I leaned forward to see a figure in a red shirt being carried out by a man in a suit, Trent, obviously. “Good God, I look Brimstoned,” I said, hoping this wouldn’t be syndicated out to the West Coast. My mom would pee her pants, then call her neighbors to brag.
“Which is why you’re sitting,” Ivy said. “Eat your pizza. You’ve hardly touched it.”
“Quiet,” Wayde muttered from the kitchen. “I didn’t get a chance to see this.”
“You didn’t miss anything,” I said as I lifted my wedge of pizza while the announcer gave a brief history lesson on the tunnels and how there was no record that they connected with the library.
Again Wayde shushed me, his eyes bright. “She’s talking about you!”
I chewed quietly, not excited.
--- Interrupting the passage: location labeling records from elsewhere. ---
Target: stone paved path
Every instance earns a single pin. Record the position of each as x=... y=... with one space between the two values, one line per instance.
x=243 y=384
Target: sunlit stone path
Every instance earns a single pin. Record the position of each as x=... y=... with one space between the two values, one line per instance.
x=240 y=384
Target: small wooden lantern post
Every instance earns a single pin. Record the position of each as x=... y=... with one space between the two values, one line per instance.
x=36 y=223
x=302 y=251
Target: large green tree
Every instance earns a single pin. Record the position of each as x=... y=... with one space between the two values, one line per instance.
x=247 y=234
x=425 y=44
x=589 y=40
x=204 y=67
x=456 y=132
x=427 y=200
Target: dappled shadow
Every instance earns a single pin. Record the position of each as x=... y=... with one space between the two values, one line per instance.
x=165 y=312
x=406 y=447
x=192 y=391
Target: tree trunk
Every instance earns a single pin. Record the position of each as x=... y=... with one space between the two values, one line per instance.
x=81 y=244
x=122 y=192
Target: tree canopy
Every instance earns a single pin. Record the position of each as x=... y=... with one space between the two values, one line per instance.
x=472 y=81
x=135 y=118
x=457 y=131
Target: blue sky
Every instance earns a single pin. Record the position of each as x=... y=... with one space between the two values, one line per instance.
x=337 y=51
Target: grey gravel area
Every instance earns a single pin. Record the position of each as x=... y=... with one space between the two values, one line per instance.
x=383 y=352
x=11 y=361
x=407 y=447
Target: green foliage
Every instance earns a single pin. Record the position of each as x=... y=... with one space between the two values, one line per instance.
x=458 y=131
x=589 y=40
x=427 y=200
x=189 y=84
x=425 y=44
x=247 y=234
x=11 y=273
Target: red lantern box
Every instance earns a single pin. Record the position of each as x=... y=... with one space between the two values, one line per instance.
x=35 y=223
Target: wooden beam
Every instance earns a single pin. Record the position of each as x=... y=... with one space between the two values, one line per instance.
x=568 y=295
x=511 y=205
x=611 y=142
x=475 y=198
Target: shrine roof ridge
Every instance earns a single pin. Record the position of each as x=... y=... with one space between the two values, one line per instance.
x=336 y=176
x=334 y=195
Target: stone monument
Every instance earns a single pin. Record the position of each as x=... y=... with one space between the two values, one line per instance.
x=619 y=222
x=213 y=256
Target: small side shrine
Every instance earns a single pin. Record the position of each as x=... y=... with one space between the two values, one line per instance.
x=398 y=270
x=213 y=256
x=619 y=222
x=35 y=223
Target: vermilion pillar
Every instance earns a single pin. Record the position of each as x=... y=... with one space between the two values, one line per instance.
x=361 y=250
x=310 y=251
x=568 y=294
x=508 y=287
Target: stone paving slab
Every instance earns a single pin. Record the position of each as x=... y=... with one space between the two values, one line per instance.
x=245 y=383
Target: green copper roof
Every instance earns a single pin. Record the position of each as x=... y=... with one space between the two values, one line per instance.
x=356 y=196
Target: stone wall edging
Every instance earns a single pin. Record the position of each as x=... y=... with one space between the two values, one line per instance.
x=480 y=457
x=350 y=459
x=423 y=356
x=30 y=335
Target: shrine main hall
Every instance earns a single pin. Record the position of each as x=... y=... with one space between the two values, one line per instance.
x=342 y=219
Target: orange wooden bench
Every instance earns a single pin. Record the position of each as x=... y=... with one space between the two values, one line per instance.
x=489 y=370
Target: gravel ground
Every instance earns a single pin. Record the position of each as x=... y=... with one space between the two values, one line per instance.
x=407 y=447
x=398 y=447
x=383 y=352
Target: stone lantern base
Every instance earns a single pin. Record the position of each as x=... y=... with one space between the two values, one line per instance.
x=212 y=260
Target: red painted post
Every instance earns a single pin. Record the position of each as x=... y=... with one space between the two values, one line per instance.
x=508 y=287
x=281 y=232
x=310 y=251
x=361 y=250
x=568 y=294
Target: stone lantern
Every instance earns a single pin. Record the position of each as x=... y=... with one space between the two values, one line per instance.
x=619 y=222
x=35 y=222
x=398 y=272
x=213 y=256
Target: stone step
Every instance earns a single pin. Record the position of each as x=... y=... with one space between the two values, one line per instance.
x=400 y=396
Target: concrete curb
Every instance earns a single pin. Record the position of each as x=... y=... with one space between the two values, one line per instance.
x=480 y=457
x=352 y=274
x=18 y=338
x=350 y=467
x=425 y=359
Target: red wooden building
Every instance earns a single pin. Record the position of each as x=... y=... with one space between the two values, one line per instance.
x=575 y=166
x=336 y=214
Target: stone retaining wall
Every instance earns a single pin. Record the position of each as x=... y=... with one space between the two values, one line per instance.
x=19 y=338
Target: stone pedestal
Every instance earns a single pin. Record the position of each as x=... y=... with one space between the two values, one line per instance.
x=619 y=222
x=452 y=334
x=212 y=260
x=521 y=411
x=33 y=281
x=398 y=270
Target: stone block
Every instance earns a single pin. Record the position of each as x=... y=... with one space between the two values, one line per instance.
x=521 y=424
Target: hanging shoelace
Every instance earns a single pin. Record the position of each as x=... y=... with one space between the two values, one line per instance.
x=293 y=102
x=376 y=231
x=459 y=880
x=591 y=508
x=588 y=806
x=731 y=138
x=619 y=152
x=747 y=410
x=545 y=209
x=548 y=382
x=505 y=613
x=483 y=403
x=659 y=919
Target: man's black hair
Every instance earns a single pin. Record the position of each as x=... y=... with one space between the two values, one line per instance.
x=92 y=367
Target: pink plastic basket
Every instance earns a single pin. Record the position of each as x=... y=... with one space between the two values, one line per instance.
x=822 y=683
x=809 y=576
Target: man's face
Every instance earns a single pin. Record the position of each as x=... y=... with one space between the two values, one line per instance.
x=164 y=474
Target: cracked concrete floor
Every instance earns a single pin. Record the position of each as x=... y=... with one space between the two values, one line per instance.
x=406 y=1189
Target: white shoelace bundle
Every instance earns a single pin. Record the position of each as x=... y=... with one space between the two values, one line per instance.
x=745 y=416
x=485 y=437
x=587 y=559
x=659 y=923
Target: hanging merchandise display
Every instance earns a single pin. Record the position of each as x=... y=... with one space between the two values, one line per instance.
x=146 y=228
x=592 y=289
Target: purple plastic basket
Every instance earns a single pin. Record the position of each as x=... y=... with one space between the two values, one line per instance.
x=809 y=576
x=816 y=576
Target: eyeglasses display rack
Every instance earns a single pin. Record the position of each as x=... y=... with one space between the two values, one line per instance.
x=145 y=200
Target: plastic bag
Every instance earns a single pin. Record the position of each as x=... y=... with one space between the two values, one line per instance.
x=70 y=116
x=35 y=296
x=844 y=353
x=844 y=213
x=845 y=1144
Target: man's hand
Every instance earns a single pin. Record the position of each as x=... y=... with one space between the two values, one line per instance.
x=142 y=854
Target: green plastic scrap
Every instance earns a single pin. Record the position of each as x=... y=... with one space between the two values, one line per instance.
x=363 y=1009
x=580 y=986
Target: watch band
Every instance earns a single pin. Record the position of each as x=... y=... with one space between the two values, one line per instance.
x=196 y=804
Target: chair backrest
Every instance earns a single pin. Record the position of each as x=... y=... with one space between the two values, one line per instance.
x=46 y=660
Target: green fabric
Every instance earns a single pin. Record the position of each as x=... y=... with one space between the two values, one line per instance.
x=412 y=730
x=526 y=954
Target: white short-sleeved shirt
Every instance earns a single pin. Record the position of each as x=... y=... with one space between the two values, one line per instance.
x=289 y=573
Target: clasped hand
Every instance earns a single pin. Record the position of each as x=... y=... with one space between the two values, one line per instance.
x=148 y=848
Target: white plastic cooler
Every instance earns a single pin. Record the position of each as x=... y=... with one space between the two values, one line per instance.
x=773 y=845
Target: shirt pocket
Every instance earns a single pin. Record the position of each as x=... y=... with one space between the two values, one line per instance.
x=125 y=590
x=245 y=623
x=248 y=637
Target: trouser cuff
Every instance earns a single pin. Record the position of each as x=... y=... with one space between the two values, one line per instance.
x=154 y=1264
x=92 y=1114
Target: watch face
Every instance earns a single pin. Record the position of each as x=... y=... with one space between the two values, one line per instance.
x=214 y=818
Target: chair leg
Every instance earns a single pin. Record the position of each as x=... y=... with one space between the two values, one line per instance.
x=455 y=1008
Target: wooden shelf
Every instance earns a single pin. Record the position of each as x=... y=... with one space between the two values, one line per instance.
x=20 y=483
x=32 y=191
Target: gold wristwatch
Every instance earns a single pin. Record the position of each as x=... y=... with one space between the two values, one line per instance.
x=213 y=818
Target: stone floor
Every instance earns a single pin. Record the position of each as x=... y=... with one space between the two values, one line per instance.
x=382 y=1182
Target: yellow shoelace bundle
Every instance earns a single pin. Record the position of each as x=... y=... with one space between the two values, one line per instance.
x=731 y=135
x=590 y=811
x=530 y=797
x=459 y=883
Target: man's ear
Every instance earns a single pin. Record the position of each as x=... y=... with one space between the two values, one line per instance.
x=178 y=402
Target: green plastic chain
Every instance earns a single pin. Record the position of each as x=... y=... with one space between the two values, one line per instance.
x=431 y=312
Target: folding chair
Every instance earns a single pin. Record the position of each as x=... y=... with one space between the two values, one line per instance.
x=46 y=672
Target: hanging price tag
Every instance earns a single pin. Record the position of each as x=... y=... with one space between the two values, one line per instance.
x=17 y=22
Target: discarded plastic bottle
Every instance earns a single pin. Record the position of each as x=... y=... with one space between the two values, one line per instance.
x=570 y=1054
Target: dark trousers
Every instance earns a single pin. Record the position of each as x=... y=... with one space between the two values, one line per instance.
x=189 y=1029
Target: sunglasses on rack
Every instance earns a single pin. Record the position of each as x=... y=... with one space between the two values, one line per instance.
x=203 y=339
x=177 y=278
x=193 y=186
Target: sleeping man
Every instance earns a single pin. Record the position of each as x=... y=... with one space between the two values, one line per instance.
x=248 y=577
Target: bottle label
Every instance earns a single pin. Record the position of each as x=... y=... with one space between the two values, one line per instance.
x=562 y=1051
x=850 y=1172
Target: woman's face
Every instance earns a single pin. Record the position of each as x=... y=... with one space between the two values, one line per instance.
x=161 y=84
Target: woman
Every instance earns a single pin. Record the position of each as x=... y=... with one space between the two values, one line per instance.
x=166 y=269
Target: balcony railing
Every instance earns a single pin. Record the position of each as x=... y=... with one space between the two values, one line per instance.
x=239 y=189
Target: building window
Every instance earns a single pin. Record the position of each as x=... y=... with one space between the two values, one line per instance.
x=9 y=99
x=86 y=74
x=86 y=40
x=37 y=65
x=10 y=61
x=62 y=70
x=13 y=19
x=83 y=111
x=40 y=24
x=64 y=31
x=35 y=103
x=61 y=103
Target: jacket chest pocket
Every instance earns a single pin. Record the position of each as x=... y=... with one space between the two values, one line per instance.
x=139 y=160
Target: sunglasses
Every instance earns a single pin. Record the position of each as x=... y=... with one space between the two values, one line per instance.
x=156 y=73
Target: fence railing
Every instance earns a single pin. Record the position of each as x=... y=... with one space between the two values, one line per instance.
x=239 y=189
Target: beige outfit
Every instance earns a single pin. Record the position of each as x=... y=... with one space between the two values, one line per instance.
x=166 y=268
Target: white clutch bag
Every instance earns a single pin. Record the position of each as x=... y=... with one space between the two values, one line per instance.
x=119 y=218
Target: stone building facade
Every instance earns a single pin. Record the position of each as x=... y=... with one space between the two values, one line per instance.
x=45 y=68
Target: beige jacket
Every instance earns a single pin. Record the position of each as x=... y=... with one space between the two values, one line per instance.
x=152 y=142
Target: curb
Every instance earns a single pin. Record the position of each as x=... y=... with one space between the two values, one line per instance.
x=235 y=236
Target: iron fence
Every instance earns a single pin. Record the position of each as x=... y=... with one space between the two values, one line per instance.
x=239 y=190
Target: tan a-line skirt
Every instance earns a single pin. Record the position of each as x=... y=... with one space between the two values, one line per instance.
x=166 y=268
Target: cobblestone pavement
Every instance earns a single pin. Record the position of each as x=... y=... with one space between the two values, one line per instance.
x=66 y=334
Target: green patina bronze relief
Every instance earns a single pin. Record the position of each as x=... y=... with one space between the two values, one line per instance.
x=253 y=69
Most times my name made the news, I had to hide in the church for two weeks.
“Though sources haven’t verified it, witnesses claim that Cincinnati’s very own demon witch Rachel Morgan was on the scene. Phone calls to the firm she calls one-third her own have gone unanswered—”
“Because I’m eating,” I muttered, shushed by both Daryl and Wayde.
“But Vampiric Charms is known to have worked with the FIB in the past.”
“Oh, crap!” I exclaimed as the thirty-second video of me wearing nothing but an FIB coat flashed up on the screen. I didn’t care if the important bits were being blocked out. I looked awful, my hair wild and the coat riding up to show my fuzzed ass.
“Whoa! I didn’t know the station had that,” Glenn said, and I flushed.
“Trent’s in the background,” Jenks said, and horrified, I looked to see the elf, his eyes averted.
“Oh God. Can we please turn this off?” I pleaded, and Daryl worked the remote to turn the volume down, her little mouth drawn up as she laughed at me.
Glenn stood behind Ivy, a beer in one hand, smiling at last. “Thank you, Rachel, Ivy, and Jenks,” he said, raising the bottle in salute. “You were the difference between success and failure. Good tag.”
Ivy shifted in her chair and raised her glass above her head, clinking with him. “I wish I’d been there at the end. I would’ve enjoyed smacking Eloy under the flag of justice.”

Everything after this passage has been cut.